Como já dito, ao refletir sobre a experiência, Bondía fala de um sujeito do estímulo, e considera que:

Ao sujeito do estímulo, da vivência pontual, tudo o atravessa, tudo o excita, tudo o agita, tudo o choca, mas nada lhe acontece. Por isso, a velocidade e o que ela provoca, a falta de silêncio e de memória, são também inimigas mortais da experiência” (2002, p. 23).

Esse corpo da hiperestimulação seria o extremo oposto dos corpos de passagem, que, no cotidiano, se insensibilizam frente ao turbilhão das informações na cidade. Assim, evidenciam-se as faces perversas do corpo atual: a anestesia e a hiperestimulação.

De acordo com Bondía:

Esse sujeito da formação permanente e acelerada, da constante atualização, da reciclagem sem fim, é um sujeito que usa o tempo como um valor ou como uma mercadoria, um sujeito que não pode perder tempo, que tem sempre de aproveitar o tempo, que não pode protelar qualquer coisa, que tem de seguir o passo veloz do que se passa, que não pode ficar para trás, por isso mesmo, por essa obsessão por seguir o curso acelerado do tempo, este sujeito já não tem tempo (Idem).

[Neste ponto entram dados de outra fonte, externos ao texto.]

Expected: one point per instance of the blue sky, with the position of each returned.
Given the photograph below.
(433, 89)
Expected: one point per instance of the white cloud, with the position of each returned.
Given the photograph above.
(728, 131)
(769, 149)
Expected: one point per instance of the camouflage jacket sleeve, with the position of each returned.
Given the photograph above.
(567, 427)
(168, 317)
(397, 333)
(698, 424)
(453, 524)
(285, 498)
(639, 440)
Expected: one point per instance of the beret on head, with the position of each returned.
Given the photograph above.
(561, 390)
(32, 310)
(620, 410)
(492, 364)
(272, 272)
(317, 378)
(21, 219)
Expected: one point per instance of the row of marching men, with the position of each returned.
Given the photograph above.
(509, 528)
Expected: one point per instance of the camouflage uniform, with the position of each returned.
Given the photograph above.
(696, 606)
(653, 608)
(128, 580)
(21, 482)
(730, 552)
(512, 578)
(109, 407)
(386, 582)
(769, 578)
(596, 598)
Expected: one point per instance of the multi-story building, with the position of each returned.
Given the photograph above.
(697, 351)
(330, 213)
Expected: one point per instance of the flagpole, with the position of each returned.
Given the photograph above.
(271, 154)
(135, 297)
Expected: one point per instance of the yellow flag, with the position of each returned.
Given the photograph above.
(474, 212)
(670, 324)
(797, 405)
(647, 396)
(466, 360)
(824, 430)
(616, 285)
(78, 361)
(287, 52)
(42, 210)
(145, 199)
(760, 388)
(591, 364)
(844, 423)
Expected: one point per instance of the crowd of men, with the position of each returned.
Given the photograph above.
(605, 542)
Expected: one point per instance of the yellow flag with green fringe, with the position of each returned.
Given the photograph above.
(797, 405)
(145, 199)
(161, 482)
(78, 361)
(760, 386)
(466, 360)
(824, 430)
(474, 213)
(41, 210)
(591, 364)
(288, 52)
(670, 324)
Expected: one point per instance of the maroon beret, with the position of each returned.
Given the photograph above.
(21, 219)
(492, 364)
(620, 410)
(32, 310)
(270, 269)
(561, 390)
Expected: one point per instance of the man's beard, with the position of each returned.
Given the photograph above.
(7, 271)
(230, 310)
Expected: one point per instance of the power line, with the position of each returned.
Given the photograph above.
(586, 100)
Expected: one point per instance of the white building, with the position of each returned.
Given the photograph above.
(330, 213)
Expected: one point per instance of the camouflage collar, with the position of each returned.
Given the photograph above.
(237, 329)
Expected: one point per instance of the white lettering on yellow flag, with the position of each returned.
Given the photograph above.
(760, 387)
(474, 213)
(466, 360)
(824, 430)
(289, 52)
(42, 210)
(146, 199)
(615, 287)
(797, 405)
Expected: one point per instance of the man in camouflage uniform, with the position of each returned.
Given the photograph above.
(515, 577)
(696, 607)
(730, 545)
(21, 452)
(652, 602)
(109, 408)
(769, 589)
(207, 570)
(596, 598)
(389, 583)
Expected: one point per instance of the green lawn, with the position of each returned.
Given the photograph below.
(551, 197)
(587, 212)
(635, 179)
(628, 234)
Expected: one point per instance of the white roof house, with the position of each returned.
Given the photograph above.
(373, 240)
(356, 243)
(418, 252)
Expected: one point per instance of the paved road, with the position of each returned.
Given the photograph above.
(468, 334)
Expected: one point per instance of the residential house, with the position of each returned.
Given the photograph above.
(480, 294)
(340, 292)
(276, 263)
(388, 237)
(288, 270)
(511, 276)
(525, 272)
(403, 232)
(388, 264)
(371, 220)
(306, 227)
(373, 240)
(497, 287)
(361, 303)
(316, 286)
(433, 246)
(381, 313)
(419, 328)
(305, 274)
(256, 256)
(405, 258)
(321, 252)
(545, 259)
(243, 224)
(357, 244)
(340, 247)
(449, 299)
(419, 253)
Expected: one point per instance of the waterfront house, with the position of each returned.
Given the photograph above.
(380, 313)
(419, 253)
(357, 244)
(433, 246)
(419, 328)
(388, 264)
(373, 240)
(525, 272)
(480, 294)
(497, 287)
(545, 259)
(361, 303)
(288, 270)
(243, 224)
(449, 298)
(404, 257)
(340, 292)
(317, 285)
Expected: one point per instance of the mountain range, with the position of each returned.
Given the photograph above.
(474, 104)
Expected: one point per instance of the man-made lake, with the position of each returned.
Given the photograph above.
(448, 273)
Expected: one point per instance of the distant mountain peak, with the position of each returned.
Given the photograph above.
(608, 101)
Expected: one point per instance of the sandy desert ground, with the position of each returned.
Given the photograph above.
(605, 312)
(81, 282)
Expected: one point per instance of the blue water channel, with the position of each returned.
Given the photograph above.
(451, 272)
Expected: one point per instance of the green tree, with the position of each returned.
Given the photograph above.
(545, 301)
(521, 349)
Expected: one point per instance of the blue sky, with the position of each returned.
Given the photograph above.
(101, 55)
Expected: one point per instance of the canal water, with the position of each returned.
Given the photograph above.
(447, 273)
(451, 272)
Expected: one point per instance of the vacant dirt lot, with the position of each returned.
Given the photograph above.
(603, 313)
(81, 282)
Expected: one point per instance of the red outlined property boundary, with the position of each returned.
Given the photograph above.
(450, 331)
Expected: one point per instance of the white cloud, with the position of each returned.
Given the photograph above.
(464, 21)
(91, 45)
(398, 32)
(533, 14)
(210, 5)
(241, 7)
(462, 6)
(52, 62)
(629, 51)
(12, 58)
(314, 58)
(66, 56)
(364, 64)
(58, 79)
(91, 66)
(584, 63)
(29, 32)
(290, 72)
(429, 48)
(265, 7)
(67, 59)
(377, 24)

Ao retornar à sala de trabalho, era esse corpo que eu vivia, que havia construído na experiência de encontro com a cidade. Um corpo povoado de sensações, mas, também, à beira de um colapso. Um corpo produzido por perceber elementos que cotidianamente ignorava: um corpo construído nas minúcias, intensidades e povoações que coletara numa cidade contemporânea. Um corpo que se nutre das invisibilidades, dos obscenos, dos apagamentos, do que está posto às margens da ordem social e econômico-política, das concepções e percepções hegemônicas.

Penso nas vidas breves dos corpos desviantes, que pude vislumbrar e sentir em minhas experimentações pela cidade, nas experiências do banal vividas nessas ocasiões. As experiências do corpo desviante são também de curta duração. Uma, duas, três ou quatro horas dentro do cotidiano atarefado e atribulado do dia-a-dia da cidade. Experiências de curta duração, assim como são as vivenciadas em processos de ensaio e criação em sala de trabalho pelo artista cênico, se pensadas em relação ao restante do tempo de um dia, por exemplo. Porém, são experiências intensas de instauração e investigação de um tempo-espaço-corpo outro, tal qual o vivenciado nos rituais, nas festas ou em momentos de extraordinariedade, um tempo em suspensão. Vidas breves, mas, compostas de múltiplos instantes eternos (Maffesoli, 1996).

Se atualmente podemos pensar em alguma linguagem pela qual passa o fio da vida, essa linguagem talvez seja a da vida urbana e capitalista, ligada aos movimentos de institucionalização e burocratização da experiência corporal na cidade, na busca cada vez mais acirrada pela vigilância e punição dos corpos, num processo de disciplinamento voltado para produção e consumo.

Por isso, ir além das organizações e dos modos de uso previstos para o corpo em suas interações com o espaço urbano é balançar toda uma rede de poderes que estão fortemente costurados na vida urbana, e que sustentam o tecido social. É desfiar e tecer de outros modos essas linhas de vida que se entrelaçam a todo momento e que insistem em reiterar as normas sociais compulsórias da subjetividade capitalista. Normas que regulam e produzem os modos de existência da vida no corpo.